Monday, 19 December 2011

It goes on.... and on


Did The Fed Quietly Bail Out A Bank On Tuesday?


17 December, 2011


Over the past month we have been closely documenting a major funding squeeze in the all important shadow economy - the "synthetic liquidity" conduit which far more than traditional sources of cash, has become all important for proper bank functioning over the past decade.

Courtesy of adverse development in Europe, one by one various components of this unregulated funding scheme have become frozen necessitating the first of many central bank interventions on November 30 to provide liquidity to global banks, primarily to offset such shadow conduits as locked up commercial paper, repo and money markets. 

Logically, as noted over a week ago, European banks scrambled to obtain cheap dollars by borrowing over $50 billion from the Fed, and plug dollar shortfalls. Yet as all band aid measures designed to offset a broken liquidity equilibrium fail eventually, 

it was only a matter of time before we saw a direct bail out by the Fed of one or more banks in the aftermath of the November 30 global "bail out." 

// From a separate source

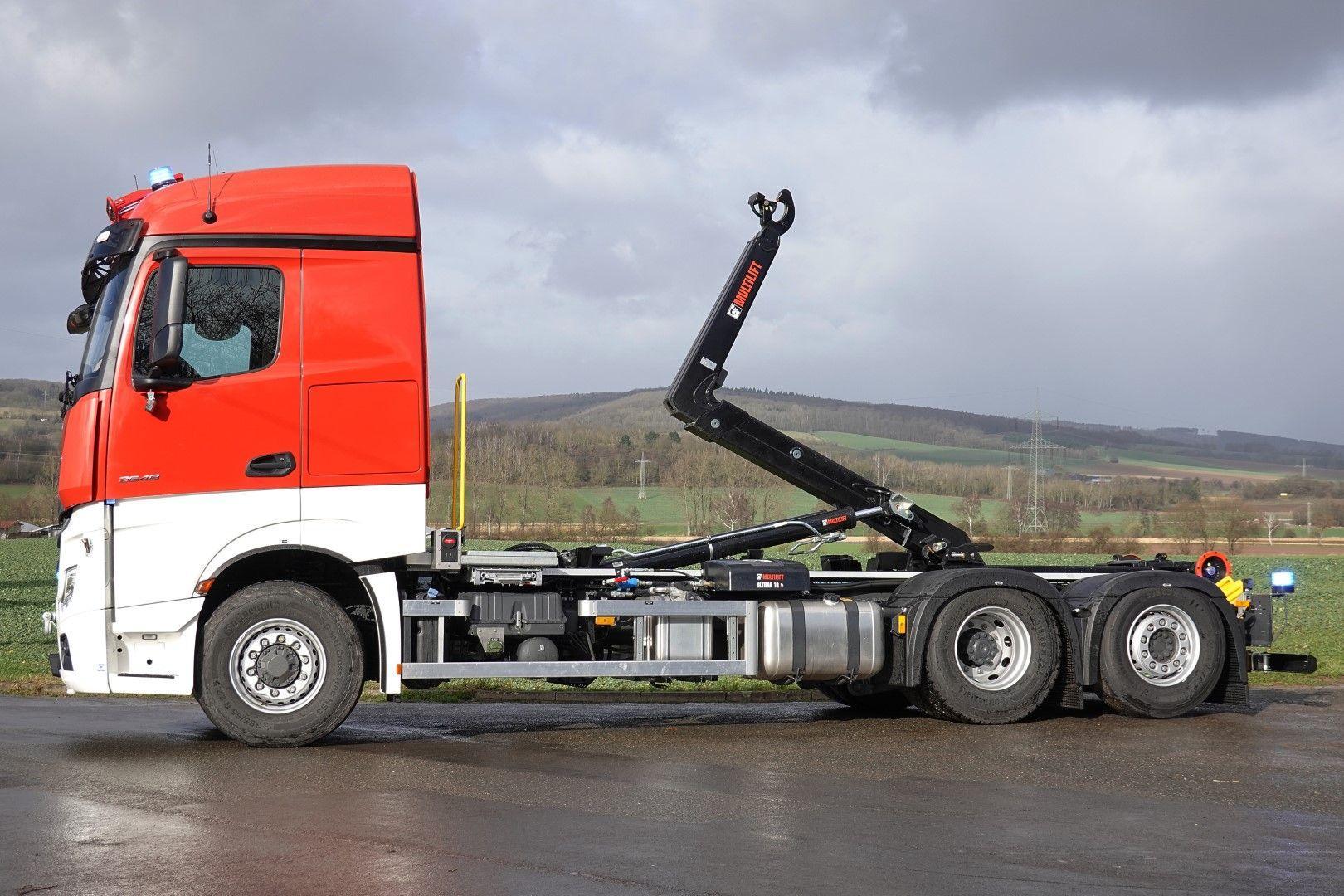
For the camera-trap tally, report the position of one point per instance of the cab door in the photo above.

Sure enough, we have our first clue that "something" happened in the week ending Wednesday December 14 that involved an upgrade of the Fed's indirect (and thus untargeted) bailout of global banks, to a focused, and very much targeted rescue of one (or more) banks. 

And with some additional diligence, it may be possible to narrow down the date of an actual bank bailout: Tuesday, December 13.